Amidst this shared unrest, the work of watercolor artist and This Is Why exhibitor Joann provides a necessary anchor. Drawing inspiration directly from Scripture, her paintings function as a bridge between the necessary struggle and the need for a higher certainty. Her art seeks to both comfort and confront—to address the complex questions we are often too afraid to verbalize.

“We are all longing for something that is certain, something that will last forever,” Joann explains. Her work doesn't shy away from the complex questions of suffering; instead, it uses the canvas to find relief and a sense of "wrong being made right." By anchoring the exhibit in the eternal, she provides a foundation of hope that suggests our longing for peace is not in vain.
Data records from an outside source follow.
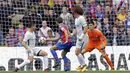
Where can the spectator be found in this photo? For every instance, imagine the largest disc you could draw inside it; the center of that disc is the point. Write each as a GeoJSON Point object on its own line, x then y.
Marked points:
{"type": "Point", "coordinates": [118, 4]}
{"type": "Point", "coordinates": [122, 15]}
{"type": "Point", "coordinates": [43, 31]}
{"type": "Point", "coordinates": [111, 15]}
{"type": "Point", "coordinates": [20, 33]}
{"type": "Point", "coordinates": [11, 39]}
{"type": "Point", "coordinates": [67, 18]}
{"type": "Point", "coordinates": [53, 15]}
{"type": "Point", "coordinates": [79, 2]}
{"type": "Point", "coordinates": [128, 21]}
{"type": "Point", "coordinates": [1, 38]}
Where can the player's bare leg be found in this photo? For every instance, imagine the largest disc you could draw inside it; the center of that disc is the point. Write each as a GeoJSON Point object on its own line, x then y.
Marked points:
{"type": "Point", "coordinates": [29, 60]}
{"type": "Point", "coordinates": [45, 59]}
{"type": "Point", "coordinates": [53, 51]}
{"type": "Point", "coordinates": [80, 59]}
{"type": "Point", "coordinates": [103, 52]}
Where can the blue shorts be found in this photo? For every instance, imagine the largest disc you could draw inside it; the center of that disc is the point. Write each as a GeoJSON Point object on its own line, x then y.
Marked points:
{"type": "Point", "coordinates": [66, 47]}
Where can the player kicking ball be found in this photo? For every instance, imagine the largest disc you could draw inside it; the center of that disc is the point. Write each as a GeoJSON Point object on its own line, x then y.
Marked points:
{"type": "Point", "coordinates": [64, 43]}
{"type": "Point", "coordinates": [29, 44]}
{"type": "Point", "coordinates": [97, 40]}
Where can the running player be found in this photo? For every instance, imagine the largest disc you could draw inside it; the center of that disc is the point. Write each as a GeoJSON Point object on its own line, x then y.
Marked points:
{"type": "Point", "coordinates": [64, 44]}
{"type": "Point", "coordinates": [97, 40]}
{"type": "Point", "coordinates": [81, 28]}
{"type": "Point", "coordinates": [29, 44]}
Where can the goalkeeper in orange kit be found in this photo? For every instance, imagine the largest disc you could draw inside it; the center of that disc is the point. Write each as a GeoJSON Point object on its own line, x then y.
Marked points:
{"type": "Point", "coordinates": [97, 40]}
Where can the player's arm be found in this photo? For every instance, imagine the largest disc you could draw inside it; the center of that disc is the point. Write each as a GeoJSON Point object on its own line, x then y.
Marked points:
{"type": "Point", "coordinates": [66, 34]}
{"type": "Point", "coordinates": [74, 32]}
{"type": "Point", "coordinates": [24, 42]}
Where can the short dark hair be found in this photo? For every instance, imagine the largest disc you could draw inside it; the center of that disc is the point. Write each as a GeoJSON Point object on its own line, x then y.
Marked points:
{"type": "Point", "coordinates": [59, 20]}
{"type": "Point", "coordinates": [78, 10]}
{"type": "Point", "coordinates": [31, 24]}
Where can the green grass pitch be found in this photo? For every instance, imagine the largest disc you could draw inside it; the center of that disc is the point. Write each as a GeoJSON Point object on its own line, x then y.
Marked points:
{"type": "Point", "coordinates": [69, 72]}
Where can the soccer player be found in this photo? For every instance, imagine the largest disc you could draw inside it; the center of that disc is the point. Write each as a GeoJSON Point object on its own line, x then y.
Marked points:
{"type": "Point", "coordinates": [97, 40]}
{"type": "Point", "coordinates": [64, 43]}
{"type": "Point", "coordinates": [81, 28]}
{"type": "Point", "coordinates": [29, 44]}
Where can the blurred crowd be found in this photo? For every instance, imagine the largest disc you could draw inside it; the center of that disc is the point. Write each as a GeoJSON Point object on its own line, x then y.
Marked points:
{"type": "Point", "coordinates": [112, 17]}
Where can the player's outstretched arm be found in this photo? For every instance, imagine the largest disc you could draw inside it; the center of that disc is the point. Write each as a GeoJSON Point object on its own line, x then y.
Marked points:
{"type": "Point", "coordinates": [74, 32]}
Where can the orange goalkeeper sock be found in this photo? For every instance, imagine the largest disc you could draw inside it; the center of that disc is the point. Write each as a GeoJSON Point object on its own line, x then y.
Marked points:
{"type": "Point", "coordinates": [109, 62]}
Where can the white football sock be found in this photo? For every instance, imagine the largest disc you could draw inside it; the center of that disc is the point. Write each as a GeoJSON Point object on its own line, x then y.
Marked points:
{"type": "Point", "coordinates": [81, 60]}
{"type": "Point", "coordinates": [45, 59]}
{"type": "Point", "coordinates": [24, 63]}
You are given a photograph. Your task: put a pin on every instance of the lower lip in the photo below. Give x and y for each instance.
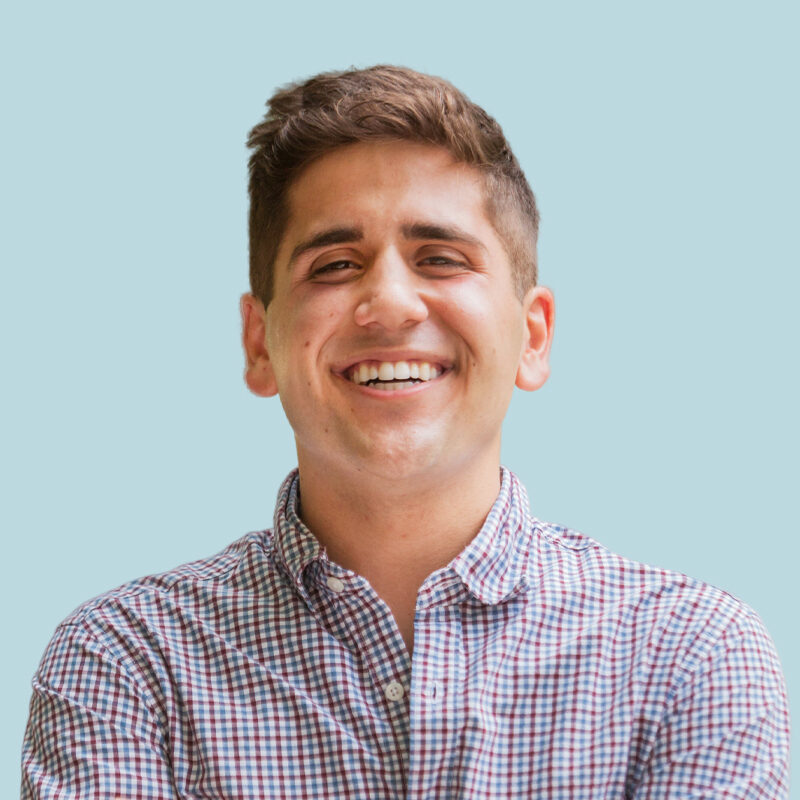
(389, 394)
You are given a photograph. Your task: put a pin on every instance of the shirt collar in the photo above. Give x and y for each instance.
(492, 567)
(295, 546)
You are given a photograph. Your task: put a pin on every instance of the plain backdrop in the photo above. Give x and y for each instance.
(661, 140)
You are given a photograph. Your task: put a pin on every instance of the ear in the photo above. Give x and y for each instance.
(534, 363)
(258, 373)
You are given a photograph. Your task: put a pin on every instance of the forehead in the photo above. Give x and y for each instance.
(384, 186)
Her art is a prayer for clarity in a world of sensory overload.

In a striking moment of reflection, Vero admits that throughout his life, he never really noticed his mother’s anxieties or her internal panicking. “I'm very keenly aware that my mom has a panic disorder,” Vero shares. “It's just that I've never noticed it throughout my whole life. I see my mom as a normal person like everyone else.”

This is the ultimate evidence of a parent’s sacrificial love—a love uniquely calibrated for a child on the spectrum. SMari filtered her own suffering so thoroughly that her son felt only the stability of her presence. It is a love that takes the chaotic, broken reality of the home and, through acts of surrender and grace, distills it into something presentable enough to hang on a museum wall.

“There are days it's so debilitating,” confesses SMari. “But the strength actually comes from the Lord. I get to call on Him always. And He never fails. And he's always in control.”

Ultimately, the This Is Why exhibit reveals that the "Grand Design" of suffering is not found in the pain itself, but in the strength that the pain produces. Behind every clean line in Vero’s ink and charcoal art and every swirl on SMari’s canvas is a foundation laid by a Grand Designer who sustains the weary. In the quiet halls of the Museo, we see that while the home may be messy and the process may be bloodied, the love that bridges the gap is anything but broken.